AU graduate student Kathrina Konfirst is experiencing this firsthand as she begins her journey as a Peace Corps volunteer. A student in the Master’s International Program in TESOL, Konfirst is spending the next two years teaching English in Ukraine with her husband Matt. “We’re excited to volunteer and give back, and at the same time meet new people, learn a new language, and see how people in another part of the world live,” she says.
Structured as a partnership with the Peace Corps, the Master’s International Program in TESOL prepares students for Peace Corps English-language teaching assignments while they earn a master’s in TESOL. Students finish a majority of their coursework before leaving for their Peace Corps assignment and complete their oral comprehensive exams, teaching portfolios, and Peace Corps reports when they return.

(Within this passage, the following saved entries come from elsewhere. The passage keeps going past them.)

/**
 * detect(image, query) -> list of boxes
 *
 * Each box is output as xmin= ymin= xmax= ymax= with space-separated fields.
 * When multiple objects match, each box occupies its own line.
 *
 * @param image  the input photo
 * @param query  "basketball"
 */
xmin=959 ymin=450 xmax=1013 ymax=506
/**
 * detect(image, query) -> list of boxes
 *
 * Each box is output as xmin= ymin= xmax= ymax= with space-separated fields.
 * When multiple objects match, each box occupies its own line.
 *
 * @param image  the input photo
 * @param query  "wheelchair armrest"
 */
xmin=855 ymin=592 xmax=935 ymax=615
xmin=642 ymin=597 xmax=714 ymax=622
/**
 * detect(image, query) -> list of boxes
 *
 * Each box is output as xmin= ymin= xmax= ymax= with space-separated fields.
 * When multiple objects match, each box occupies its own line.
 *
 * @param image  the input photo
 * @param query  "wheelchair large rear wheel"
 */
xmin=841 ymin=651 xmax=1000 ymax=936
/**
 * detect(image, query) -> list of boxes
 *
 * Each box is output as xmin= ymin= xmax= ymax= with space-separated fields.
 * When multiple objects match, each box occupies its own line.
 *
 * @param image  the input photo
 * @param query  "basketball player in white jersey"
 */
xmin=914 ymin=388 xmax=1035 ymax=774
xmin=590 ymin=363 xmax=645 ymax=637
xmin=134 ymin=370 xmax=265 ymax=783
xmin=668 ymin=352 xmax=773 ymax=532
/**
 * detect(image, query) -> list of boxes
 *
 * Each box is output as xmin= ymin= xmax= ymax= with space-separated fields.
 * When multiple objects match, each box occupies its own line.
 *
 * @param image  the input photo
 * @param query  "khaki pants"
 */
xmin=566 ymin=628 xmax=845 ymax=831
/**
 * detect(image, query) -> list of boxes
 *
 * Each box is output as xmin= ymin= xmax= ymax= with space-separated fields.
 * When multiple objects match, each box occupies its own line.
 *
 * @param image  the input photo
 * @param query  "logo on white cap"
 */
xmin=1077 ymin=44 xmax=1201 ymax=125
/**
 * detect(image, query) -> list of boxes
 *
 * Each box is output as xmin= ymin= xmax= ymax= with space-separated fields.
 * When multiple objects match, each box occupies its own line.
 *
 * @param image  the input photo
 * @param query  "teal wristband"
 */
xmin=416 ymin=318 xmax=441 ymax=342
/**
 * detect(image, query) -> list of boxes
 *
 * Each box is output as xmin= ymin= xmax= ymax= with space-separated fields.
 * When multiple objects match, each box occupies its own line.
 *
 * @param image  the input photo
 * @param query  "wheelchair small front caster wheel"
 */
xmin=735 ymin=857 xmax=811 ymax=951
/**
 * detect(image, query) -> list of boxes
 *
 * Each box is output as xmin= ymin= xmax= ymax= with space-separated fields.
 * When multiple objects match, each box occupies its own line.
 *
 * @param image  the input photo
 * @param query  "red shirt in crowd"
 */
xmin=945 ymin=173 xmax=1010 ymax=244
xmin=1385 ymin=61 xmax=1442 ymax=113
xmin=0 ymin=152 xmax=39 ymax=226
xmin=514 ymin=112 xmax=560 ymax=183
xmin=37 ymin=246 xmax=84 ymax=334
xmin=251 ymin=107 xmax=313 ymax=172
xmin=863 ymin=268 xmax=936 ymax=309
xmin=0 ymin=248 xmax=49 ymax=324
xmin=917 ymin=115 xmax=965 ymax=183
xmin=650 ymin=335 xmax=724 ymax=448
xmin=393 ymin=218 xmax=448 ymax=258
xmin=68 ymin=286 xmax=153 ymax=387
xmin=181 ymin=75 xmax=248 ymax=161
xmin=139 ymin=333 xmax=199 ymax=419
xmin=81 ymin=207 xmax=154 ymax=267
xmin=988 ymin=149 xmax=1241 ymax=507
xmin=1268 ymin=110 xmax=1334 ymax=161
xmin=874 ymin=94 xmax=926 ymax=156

Originally from Germany, Konfirst first became interested in teaching languages when she moved to the United States in 1999. “I got really close to the German teacher at my school. She kind of took me under her wing and helped me with the transition,” says Konfirst. In addition to adjusting to a new culture and language, she also studied French and Spanish and graduated from high school able to speak four languages.
Konfirst’s high school language teachers served as the role models for the kind of career she wanted to pursue. “I want to be like the language teachers I had when I first came to the States,” says Konfirst. “They really helped me to transition into this new stage of my life. I think that had a big impact on making me want to teach.”
AU’s international TESOL program was an ideal fit for Konfirst, allowing her to combine her love of languages with her passion for teaching. “It was really the perfect program for me,” she says. “Being able to teach and observe in D.C. was ideal, because there are so many language schools and people coming from all over.”
The next several months will be a whirlwind for Konfirst and her husband. Before becoming official Peace Corps volunteers, they must complete an intense, three- month training session in Ukraine. Along with five to ten other volunteers, they will meet full time Monday through Friday for language, cultural, technical, and safety training. Upon completing this training in mid December, the Konfirsts will become sworn-in volunteers, only then finding out where in Ukraine they will teach.
Though adjusting to living and working in a new country will undoubtedly hold its challenges, Konfirst is excited about getting started with this next phase of her life. “It's been a while since I've been in a new place and have had to be a student or a teacher without really knowing the language,” she says. “It'll be really good to find myself in that situation and be able to relate to how my students feel in the classroom. I think that always makes you a better teacher and a better person if you can relate to what someone else is going through.”